The answers to these questions fascinate most of us. But in a very important commercial sense, Flextech's chief executive, wheeler-dealer Roger Luard, doesn't need to care. Whatever the "platform" for programming, the rights holder will benefit. When we have 200 channels of digital television, there will be a desperate appetite for content, and the companies with strong libraries and fresh programmes will be winners. When the broadcasting environment becomes so fragmented that specialist, thematic channels begin to dominate, it will be the Flextechs that cash in.

The Flextech model has been used by TCI in France, as well, under the operating company Multithmatiques and in Asia and South America. When the pay-TV revolution truly kicks in, probably with the introduction of digital TV on a wide scale, then TCI's little Flextechs will be front and centre.

Flextech has never made any money in its TV incarnation, at least not out of core operations. Expansion has been too constant and evolution too rapid to escape the red ink. But that is how Luard prefers it. "If it stays still, I'll sell it," he says. "If it moves, I'll buy it."

But that does not mean the company hasn't attracted the interest of other broadcasters. A consolidation of the whole pay-TV market in the UK has already been launched, and Flextech is at its roots. The company has already moved to buy out minority stakes in the Family Channel and is negotiating for a bigger slice of both UK Gold and UK Living. Flextech may even do a deal with BSkyB, Rupert Murdoch's satellite broadcaster, which offers 28 channels in its own multi-package, or Viacom, operators of thematic channels such as Nickelodeon and Paramount.

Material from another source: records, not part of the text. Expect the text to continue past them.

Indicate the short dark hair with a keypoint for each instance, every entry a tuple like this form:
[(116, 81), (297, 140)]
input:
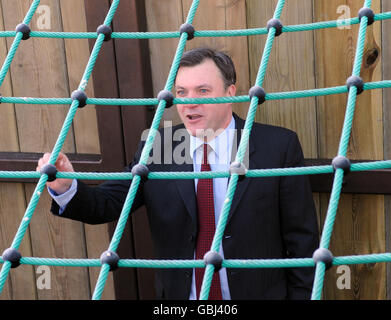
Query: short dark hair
[(224, 62)]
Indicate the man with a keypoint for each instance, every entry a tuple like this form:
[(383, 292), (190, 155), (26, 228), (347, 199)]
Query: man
[(270, 218)]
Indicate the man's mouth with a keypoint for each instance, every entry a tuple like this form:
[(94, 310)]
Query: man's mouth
[(193, 116)]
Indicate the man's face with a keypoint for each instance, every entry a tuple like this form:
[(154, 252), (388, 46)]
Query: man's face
[(203, 81)]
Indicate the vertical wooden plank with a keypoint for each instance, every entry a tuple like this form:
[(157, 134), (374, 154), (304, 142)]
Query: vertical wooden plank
[(85, 125), (134, 80), (20, 283), (386, 65), (290, 68), (58, 238), (224, 15), (163, 16), (77, 55), (35, 61), (105, 71), (359, 225), (8, 127)]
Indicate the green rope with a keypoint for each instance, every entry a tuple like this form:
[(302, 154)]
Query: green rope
[(236, 99)]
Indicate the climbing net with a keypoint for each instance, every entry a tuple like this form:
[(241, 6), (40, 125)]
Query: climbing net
[(322, 257)]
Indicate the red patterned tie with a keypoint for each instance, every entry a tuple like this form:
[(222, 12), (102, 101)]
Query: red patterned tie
[(206, 228)]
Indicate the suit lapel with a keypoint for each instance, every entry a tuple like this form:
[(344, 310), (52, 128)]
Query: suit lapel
[(242, 184), (185, 187)]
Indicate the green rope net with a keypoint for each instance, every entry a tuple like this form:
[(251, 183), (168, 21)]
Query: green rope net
[(320, 266)]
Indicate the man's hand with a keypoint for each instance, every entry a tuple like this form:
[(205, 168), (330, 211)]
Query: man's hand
[(62, 164)]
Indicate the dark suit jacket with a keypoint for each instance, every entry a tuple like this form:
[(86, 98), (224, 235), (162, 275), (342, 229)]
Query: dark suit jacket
[(270, 218)]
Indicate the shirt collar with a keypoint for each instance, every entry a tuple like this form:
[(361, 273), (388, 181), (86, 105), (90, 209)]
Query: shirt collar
[(215, 144)]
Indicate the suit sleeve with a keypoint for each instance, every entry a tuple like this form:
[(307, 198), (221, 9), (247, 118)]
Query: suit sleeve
[(298, 222), (103, 203)]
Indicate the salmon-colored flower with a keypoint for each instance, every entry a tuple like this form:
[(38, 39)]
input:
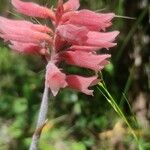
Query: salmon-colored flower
[(75, 38)]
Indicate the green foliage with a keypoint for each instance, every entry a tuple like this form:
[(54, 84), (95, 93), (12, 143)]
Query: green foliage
[(77, 121)]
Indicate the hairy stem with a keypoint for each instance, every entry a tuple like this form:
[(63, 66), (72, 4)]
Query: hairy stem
[(41, 119)]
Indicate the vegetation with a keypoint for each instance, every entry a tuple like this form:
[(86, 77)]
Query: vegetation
[(115, 118)]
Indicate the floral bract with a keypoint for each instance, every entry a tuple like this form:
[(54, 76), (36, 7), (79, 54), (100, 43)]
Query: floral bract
[(75, 38)]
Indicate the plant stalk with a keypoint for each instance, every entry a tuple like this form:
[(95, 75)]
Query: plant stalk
[(41, 119)]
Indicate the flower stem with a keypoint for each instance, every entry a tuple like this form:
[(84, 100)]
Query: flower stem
[(41, 119)]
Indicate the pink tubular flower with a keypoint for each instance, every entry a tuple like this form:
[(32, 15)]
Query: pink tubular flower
[(75, 38)]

The focussed approach of Flextech is being replicated. Pearson, the media, publishing and leisure company, has settled on television programming as its favoured business, and it has been steadily buying up programming libraries and production companies since its purchase of Thames Television in 1991. Granted, it has hedged its bets a bit, through its stake in Channel 5, Britain's newest terrestrial channel. But the really big money so far has been spent on programming, which Pearson can sell to anybody - cable and satellite companies, pay-TV broadcasters, the BBC, ITV or its own Channel 5.

Even better, the product can be sold again and again. We may tire of repeats of The Bill this year; but Pearson need only put those programmes on ice, and revive them when the public mood has swung back. It has also bought "concept" TV rights, allowing it to produce shows in different countries based on a single format - "template television".

Dorling Kinderlsey, the publishers of books and CD-Roms, is similarly angling its efforts on creating content, irrespective of the distribution platform. Its lavishly illustrated books are being produced for the CD- Rom market for huge profits. But if another distribution system comes along - online delivery, for example - then DK is happy to adjust. It makes money in any event, just by leveraging its ownership of the rights into as many new markets as the technologists can envisage.

Neither company is likely soon to compete with the global media giants. But nor will they be bypassed by advances in technology. They are both splendidly placed to win from the undoubted truth behind two tired cliches: "content is king", and "money for old rope".